Defense attorney Joseph Murtha in his closing argument reiterated the fact that the jury must focus on the legalities of the case, not the moralities, and acquit if there's reasonable doubt. 

No matter the outcome, this case has highlighted flawed practices in police training, along with antiquated equipment and practices. Defense attorneys argued relentlessly about how antiquated computers prevent police from keeping on top of new policies and practices and that training learned is not repeatedly reinforced, with a witness testifying that "if you don't use it, you lose it." Every police witness testified that they don't seat-belt detainees in wagons and have rarely seen detainees seat-belted. 
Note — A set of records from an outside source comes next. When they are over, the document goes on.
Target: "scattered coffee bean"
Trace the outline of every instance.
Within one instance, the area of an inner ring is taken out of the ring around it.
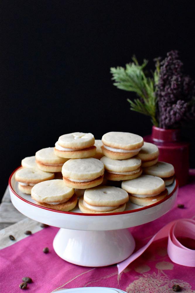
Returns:
[[[10,240],[15,240],[15,237],[13,235],[10,235],[9,236],[9,238]]]
[[[19,285],[19,287],[20,289],[25,289],[27,287],[27,283],[26,282],[23,282]]]
[[[22,280],[25,283],[32,283],[32,280],[29,277],[24,277],[22,278]]]
[[[174,285],[172,287],[173,291],[180,291],[181,287],[179,285]]]
[[[180,204],[179,205],[177,205],[177,207],[179,208],[180,209],[183,209],[184,207],[184,205]]]
[[[25,234],[26,234],[26,235],[31,235],[32,234],[32,232],[31,231],[29,231],[28,230],[27,230],[27,231],[25,231],[24,232]]]
[[[43,251],[44,253],[48,253],[49,252],[49,248],[48,247],[45,247]]]
[[[46,228],[47,227],[49,227],[49,225],[47,225],[46,224],[42,224],[40,225],[41,227],[42,228]]]

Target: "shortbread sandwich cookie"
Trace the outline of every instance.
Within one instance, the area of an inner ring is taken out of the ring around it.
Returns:
[[[24,168],[36,168],[37,165],[36,163],[35,156],[31,157],[26,157],[22,160],[21,165]]]
[[[94,137],[92,133],[74,132],[60,136],[56,143],[55,154],[68,159],[93,157],[96,154]]]
[[[108,180],[130,180],[139,177],[142,173],[141,160],[136,157],[125,160],[113,160],[104,156],[100,161],[104,165],[104,177]]]
[[[141,167],[154,165],[158,161],[159,151],[153,144],[144,142],[137,156],[141,160]]]
[[[116,213],[123,212],[128,201],[128,193],[121,188],[101,186],[86,190],[79,207],[86,213]]]
[[[102,138],[102,152],[108,158],[124,160],[137,155],[144,144],[141,137],[127,132],[108,132]]]
[[[104,171],[103,163],[93,158],[70,159],[64,163],[62,169],[65,185],[79,189],[90,188],[101,184]]]
[[[172,184],[174,180],[175,170],[171,164],[165,162],[158,162],[155,165],[143,169],[144,174],[157,176],[162,178],[166,186]]]
[[[149,175],[142,175],[136,179],[123,181],[121,188],[129,193],[130,201],[138,205],[152,205],[168,194],[163,179]]]
[[[24,193],[30,194],[33,186],[42,181],[53,179],[54,173],[44,172],[38,168],[23,168],[17,171],[15,175],[18,183],[18,189]]]
[[[77,197],[75,190],[60,179],[41,182],[34,186],[31,197],[38,205],[58,211],[68,212],[75,207]]]
[[[68,159],[60,158],[54,152],[54,148],[47,147],[37,152],[36,162],[39,169],[46,172],[60,172]]]
[[[93,157],[100,160],[104,156],[101,147],[103,145],[101,139],[95,139],[94,145],[96,147],[96,151],[95,154]]]

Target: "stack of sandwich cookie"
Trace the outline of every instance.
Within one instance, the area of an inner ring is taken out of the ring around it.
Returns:
[[[95,156],[93,156],[93,157],[100,160],[104,156],[101,148],[101,147],[103,145],[101,140],[101,139],[95,139],[94,145],[96,147],[96,151],[95,154]]]
[[[75,132],[60,136],[55,144],[55,154],[68,159],[89,158],[95,156],[96,148],[92,133]]]
[[[162,179],[149,175],[123,181],[121,188],[129,193],[129,199],[138,205],[149,205],[159,201],[168,194]]]
[[[144,144],[141,136],[126,132],[108,132],[103,136],[102,141],[103,154],[115,160],[124,160],[135,156]]]
[[[66,186],[63,180],[44,181],[32,188],[31,197],[39,205],[58,211],[68,212],[75,207],[77,197],[73,188]]]
[[[63,165],[62,173],[67,186],[83,189],[101,184],[104,171],[103,164],[99,160],[88,158],[69,160]]]
[[[17,171],[16,181],[18,182],[18,189],[24,193],[30,194],[32,187],[42,181],[53,179],[53,173],[44,172],[38,168],[23,168]]]
[[[171,164],[158,162],[155,165],[143,169],[144,174],[157,176],[162,178],[166,186],[172,184],[174,180],[175,170]]]
[[[37,151],[35,156],[38,167],[46,172],[60,172],[68,159],[60,158],[54,152],[54,148],[47,147]]]
[[[36,168],[37,165],[36,163],[35,156],[31,157],[26,157],[22,160],[21,165],[24,168]]]
[[[83,213],[102,214],[123,212],[129,200],[127,192],[120,188],[99,186],[86,190],[79,201]]]
[[[155,144],[144,142],[137,155],[141,160],[141,167],[149,167],[155,165],[158,161],[159,151]]]
[[[109,180],[119,181],[137,178],[142,173],[141,161],[135,157],[125,160],[113,160],[106,156],[100,159],[104,165],[105,177]]]

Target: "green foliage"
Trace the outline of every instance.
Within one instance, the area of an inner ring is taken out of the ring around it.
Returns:
[[[127,99],[130,109],[150,116],[154,125],[158,126],[156,118],[156,98],[155,86],[158,84],[159,76],[159,64],[156,63],[156,69],[151,78],[146,76],[144,69],[148,63],[144,60],[139,65],[135,57],[132,58],[133,62],[126,64],[125,68],[118,66],[111,68],[114,85],[118,88],[134,92],[139,97],[132,101]]]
According to the Baltimore Sun, prior allegations of injuries suffered during Baltimore police-van "rough rides" have led to civil lawsuits. Rough rides are a tactic that police have used in which they intentionally accelerate and abruptly stop a police van with detainees in the back without a seat belt—sometimes to get them to comply if they are disruptive; in other cases, to get them to confess. 

The family of Dondi Johnson Sr. won a $7.4 million verdict against police officers after a 2005 van ride left him a paraplegic, according to the Sun. A year earlier, a jury awarded Jeffrey Alston $39 million when a van ride left him paralyzed from the neck down.


Judge Barry Williams informed the jurors in the Gray case of the legal details of the charges—involuntary manslaughter, reckless endangerment, second-degree assault and police misconduct in office—and reminded them that the defendant is presumed innocent and that it is up to the state to prove his guilt beyond a reasonable doubt.

Jurors began to deliberate around 2 p.m. Monday. Williams said that he expects the case to be finished no later than Dec. 17. The next trial, involving the van driver, Officer Caesar Goodson Jr., is set to begin Jan. 6.